Una frase en la quinta página lo dejó conmocionado. En un intento de recobrar la lucidez, se encontró leyéndola una y otra vez para dotar de significado a las palabras de modo que volvieran a tener algún sentido.

«El cliente asegura haberse ocupado de todos los aspectos del crimen él solo.»Y la frase siguiente: «No había hablado con nadie acerca de Virginia Rackley ni del crimen hasta que llegó la policía a su domicilio.»Sumido en un estupor que lo rodeaba por completo, acabó de revisar el documento, que no le aportó ningún dato nuevo.

Kindell no tenía razones para engañar a su abogado, ni éste para mentir en un informe confidencial. A menos que el expediente completo del caso revelara alguna otra información -enterrada quizás entre los informes del investigador de la defensa-, Tim tendría que reconocer que había andado errado desde el principio. Eran Gutierez, Harrison, Delaney y su padre quienes estaban en lo cierto.
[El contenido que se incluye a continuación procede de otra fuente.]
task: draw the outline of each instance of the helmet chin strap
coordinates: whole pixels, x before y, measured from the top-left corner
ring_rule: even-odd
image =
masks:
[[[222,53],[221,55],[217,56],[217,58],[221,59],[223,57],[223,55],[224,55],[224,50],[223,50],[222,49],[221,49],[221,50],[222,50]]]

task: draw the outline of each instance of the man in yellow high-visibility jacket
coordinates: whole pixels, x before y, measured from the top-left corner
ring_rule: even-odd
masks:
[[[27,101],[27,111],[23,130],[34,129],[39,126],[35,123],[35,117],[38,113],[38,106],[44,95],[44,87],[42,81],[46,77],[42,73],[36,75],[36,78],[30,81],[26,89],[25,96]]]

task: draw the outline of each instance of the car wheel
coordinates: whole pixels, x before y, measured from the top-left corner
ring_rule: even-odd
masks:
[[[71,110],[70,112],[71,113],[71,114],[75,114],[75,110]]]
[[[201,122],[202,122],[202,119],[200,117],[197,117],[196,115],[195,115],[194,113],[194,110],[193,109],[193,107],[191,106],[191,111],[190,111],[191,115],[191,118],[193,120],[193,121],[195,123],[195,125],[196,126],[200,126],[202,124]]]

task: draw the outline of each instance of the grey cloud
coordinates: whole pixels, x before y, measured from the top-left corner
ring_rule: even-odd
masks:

El convencimiento que Tim tenía de que había un cómplice lo había protegido del grueso de la carga que era la muerte de Ginny. Si Kindell había sido su único asesino, las opciones de Tim eran concretas, tan limitadas como las paredes pandeadas de la casucha de aquél. No le quedaba gran cosa por hacer, salvo enfrentarse a éste como mejor le pareciese y luego arrostrar la realidad de la muerte de su hija.

Llamó a Dray. Se había ido a dormir -el contestador saltó nada más sonar el teléfono-, de modo que le dejó un mensaje con la noticia, codificada por si Mac andaba por allí.

En el trance de un agotamiento repentino, regresó a su apartamento y se sumió en un sueño tan denso como dichoso y exento de pesadillas. Al despertar, permaneció tumbado en el colchón unos minutos, observando el revoloteo errático de las motas de polvo a la luz matinal que entraba por la ventana, regresando de forma obsesiva a la última carpeta negra que aguardaba en la caja de seguridad de Rayner.

No sin cierta satisfacción, cayó en la cuenta de que, en el caso de que no aportara de milagro alguna prueba fehaciente de la existencia de un cómplice, no tendría que esperar mucho para vérselas con Kindell.

Antes, sin embargo, debía pillar a Bowrick.

Se dio una ducha, se vistió y salió a tomar un café. Se sentó en un reservado de una cafetería de mala muerte a una manzana de su piso y echó un vistazo a L. A. Times. La ejecución de Debuffier se había vuelto a apropiar del titular, pero el artículo no decía gran cosa sobre la investigación. El Hombre de a Pie seguía asomando el hocico para decir: «La ley no es necesaria para distinguir lo que está bien de lo que está mal. La ley dijo que ese santero cabrón no había hecho nada malo, pero sí lo había hecho. Ahora ha muerto y la ley dice que está mal. Yo creo que se ha hecho justicia.» Tim reparó con cierta inquietud en la claridad con que el Hombre de a Pie articulaba la posición que, en teoría, defendía él.

Otro artículo informaba de que un grupo que velaba por la moral y las buenas costumbres estaba protestando contra la empresa informática Taketa Fun Systems por haber empezado a desarrollar un video- juego titulado La colina de la muerte que apoyaba la táctica del revanchismo. El jugador podía equipar a su alter ego en la pantalla con el arma automática de su elección antes de lanzarlo a recorrer las calles. Se veían disparos que hacían estallar cabezas ensangrentadas y explosiones que cercenaban miembros. Con un violador se obtenían cinco puntos, y con un asesino, diez.